The library preparation process starts with DNA or RNA, which must first be isolated from the sample. The higher the yield and quality of material obtained from this sample preparation step, the better and more reliable the downstream results will be.
With sufficient quantities of purified DNA or RNA in hand, the core library preparation steps are performed (Figure 1).
Commercial kits for NGS library prep are now widely available. While the core steps are similar, kit protocols may vary significantly depending on vendor-proprietary technology, as well as on the intended applications and sequencing chemistries.
Figure 1. Core stages of NGS library preparation: (1) DNA or RNA is purified from cells, tissues or fluids; (2) RNA samples are converted to double-stranded DNA (dsDNA) and shorter fragments are generated by mechanical, enzymatic or target enrichment methods; (3) fragments are sized and end-ligated with adapter sequences; (4) libraries are quantified, normalized, pooled and validated, ready for sequencing.
No matter which NGS technology or application you are working with, library preparation is the essential foundation for obtaining accurate, reliable and reproducible results from NGS.
Successful NGS is highly dependent on both the amount and quality of the libraries your produce. If you sequence a low-quality library or load an insufficient amount of material onto the flow cell, you risk having an NGS run that does not meet quality control (QC) standards. That means valuable time and resources have been wasted. To make matters worse, in many cases it may not be possible to repeat the work because no more sample is available.

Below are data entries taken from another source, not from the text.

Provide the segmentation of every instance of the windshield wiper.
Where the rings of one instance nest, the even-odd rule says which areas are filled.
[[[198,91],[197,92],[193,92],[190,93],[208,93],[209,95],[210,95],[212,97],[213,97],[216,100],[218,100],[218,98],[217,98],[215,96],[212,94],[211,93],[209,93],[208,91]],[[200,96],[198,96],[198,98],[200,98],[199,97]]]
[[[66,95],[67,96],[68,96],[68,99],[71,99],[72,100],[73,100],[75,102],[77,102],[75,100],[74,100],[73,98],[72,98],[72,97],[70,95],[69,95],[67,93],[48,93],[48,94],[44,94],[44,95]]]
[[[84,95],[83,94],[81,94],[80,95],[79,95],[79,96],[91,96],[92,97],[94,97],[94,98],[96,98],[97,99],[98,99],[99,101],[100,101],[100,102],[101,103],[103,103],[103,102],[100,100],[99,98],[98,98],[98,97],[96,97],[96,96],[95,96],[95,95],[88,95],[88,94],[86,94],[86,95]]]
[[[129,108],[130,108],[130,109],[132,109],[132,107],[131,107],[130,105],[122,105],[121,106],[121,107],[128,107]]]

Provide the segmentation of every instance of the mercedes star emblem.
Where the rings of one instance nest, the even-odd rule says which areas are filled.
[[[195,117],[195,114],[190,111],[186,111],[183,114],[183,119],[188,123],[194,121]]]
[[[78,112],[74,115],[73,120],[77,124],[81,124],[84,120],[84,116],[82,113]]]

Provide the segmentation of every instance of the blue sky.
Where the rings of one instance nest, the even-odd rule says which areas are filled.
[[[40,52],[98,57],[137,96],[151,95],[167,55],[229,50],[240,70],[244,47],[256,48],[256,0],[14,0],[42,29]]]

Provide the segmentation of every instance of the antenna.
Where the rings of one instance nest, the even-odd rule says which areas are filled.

Introducing inherently high-throughput or “massively parallel” methods such as NGS into the lab often creates unanticipated bottlenecks upstream in the workflow, at the point of DNA/RNA extraction and library prep. This is because manual or semi-automated sample preparation processes are unable to keep pace with the dramatic increase in sequencing capacity, throughput, and necessity of reliability. Not only does automation relieve these bottlenecks, it also reduces error, variability and waste in the process.
While prices have come down, automation systems for library prep are still a big investment. To ensure you get the return you expect, it pays to do your research.
What are the biggest problem areas and obstacles for your lab? Does your budget take into account all the “hidden” indirect costs of NGS library prep? Which features and functionalities are absolute “must-haves”—now and for the future?
To get you started, here are some important considerations and tips from our genomics experts.
In conjunction with smart automation solutions, choosing the right NGS library preparation kit can help you to streamline your process and generate high-quality libraries. Ideally, you should select kits that require the fewest steps, as this decreases the length of your library preparation process while minimizing sample loss and the likelihood of errors. One way to achieve this is to use kits that reduce the number of bead clean-up steps.